A number characterising the model prediction quality ( goodness of fit ):
R^2 = 1 - \frac{MSE(x, \hat x)}{MSE(x, \bar x)} |
where
x = \{ x_1, \, x_2, \, x_3 , ... x_N \} | observed variable represented by a discrete data set of numerical samples |
---|---|
\hat x = \{ \hat x_1, \, \hat x_2, \, \hat x_3 , ... \hat x_N \} | predictor of variable x, represented by another discrete data set of numerical samples, with the same number of samples N predicted at the same conditions as the original samples \{ x_1, \, x_2, \, x_3 , ... x_N \} |
\bar x | mean value of the variable x, which can be considered as some sort of extreme predictor with zero variability |
MSE(x, \hat x) | mean square error between a variable x and its predictor \hat x |
MSE(x, \bar x) | mean square error between a variable x and its mean value \bar x |
It is similar to Mean Square Error (MSE) but quantifies the model prediction efficiency in normalized way which sometimes is more suitable for computations.
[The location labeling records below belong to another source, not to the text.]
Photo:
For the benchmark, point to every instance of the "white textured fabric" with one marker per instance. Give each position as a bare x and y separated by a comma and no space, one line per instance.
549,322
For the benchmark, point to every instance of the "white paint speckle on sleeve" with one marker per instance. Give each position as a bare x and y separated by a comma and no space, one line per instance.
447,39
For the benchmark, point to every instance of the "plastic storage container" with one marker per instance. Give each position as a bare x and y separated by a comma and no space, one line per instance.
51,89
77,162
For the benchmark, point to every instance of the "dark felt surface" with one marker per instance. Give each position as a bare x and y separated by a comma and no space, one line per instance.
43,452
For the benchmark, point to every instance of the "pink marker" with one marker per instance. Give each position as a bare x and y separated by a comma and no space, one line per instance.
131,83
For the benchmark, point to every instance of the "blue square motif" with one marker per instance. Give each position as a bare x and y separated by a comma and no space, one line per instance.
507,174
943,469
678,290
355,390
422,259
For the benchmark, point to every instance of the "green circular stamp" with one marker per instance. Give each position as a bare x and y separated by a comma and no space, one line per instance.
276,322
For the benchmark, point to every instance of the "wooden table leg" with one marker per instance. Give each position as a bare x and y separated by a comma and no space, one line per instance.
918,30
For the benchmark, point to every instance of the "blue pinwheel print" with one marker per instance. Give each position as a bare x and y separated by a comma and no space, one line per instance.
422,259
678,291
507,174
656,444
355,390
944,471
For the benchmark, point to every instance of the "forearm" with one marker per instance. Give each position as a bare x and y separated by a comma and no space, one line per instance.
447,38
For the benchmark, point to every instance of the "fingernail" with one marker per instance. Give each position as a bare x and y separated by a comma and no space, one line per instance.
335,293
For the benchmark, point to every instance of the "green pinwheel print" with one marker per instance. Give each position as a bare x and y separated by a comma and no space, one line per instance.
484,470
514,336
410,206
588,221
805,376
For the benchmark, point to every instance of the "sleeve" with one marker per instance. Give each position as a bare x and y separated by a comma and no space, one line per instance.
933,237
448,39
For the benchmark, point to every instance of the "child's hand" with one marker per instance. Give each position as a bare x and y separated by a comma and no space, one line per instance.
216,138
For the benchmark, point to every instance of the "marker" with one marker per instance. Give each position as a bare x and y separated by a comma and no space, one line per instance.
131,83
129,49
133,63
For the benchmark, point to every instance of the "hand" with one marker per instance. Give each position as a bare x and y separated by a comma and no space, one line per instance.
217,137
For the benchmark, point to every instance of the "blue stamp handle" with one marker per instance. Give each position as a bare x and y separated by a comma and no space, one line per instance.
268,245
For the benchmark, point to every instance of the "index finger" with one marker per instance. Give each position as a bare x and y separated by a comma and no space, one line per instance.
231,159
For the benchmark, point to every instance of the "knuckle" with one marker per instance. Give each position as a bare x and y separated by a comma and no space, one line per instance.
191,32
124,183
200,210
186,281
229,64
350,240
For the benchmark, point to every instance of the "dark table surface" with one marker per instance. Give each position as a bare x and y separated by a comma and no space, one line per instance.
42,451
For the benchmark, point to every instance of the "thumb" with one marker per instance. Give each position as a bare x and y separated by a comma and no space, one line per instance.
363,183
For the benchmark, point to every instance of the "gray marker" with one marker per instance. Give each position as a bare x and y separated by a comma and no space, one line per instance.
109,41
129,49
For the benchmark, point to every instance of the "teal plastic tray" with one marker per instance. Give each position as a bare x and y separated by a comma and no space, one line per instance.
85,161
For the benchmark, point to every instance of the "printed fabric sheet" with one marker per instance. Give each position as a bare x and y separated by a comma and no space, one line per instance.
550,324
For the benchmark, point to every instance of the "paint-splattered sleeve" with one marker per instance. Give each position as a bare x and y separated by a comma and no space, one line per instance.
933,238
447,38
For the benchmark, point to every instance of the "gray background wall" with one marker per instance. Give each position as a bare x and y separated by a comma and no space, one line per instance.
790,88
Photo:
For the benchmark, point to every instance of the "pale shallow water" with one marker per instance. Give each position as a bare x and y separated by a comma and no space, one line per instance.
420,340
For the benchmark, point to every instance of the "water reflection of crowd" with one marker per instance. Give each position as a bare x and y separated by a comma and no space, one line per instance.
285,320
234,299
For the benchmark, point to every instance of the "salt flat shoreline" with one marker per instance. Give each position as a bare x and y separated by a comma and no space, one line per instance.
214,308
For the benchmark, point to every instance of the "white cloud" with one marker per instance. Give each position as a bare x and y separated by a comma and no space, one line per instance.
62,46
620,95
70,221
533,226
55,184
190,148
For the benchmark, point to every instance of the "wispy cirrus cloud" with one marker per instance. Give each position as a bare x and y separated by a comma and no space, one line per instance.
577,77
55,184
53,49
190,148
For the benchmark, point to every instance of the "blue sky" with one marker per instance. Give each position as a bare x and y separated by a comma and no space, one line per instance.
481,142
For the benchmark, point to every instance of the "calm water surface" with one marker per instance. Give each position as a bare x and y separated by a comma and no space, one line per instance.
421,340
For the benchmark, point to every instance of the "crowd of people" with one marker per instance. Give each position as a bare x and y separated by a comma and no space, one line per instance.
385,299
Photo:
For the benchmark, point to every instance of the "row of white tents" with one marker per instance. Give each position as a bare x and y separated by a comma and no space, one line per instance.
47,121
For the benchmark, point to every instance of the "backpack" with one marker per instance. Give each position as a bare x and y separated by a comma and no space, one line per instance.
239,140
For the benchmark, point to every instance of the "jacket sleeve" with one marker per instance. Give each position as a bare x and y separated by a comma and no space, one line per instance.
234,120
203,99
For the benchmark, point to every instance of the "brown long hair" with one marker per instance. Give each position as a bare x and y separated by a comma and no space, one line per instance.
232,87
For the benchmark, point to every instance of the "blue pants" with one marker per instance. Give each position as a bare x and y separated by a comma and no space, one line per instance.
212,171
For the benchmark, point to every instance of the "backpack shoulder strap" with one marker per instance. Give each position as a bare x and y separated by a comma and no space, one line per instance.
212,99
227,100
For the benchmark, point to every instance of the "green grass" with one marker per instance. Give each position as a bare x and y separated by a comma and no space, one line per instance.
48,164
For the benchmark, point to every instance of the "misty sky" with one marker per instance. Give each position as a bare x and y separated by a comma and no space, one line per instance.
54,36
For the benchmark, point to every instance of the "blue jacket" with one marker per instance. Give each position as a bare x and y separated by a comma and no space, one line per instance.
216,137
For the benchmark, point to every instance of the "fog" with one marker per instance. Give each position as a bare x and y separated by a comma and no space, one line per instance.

The coefficient of determination R^2 normally ranges between :
- 0, indicating that prediction error is within the variance of the observed variable around its mean value
and
- 1, indicating a fine fit, fairly reproducing the variability of the x
The
R^2 values falling outside the above range indicate a substantial mismatch between variable
x and model prediction
\hat x and have a meaning that gap between predicted and actual values is higher than the variance of the actual data.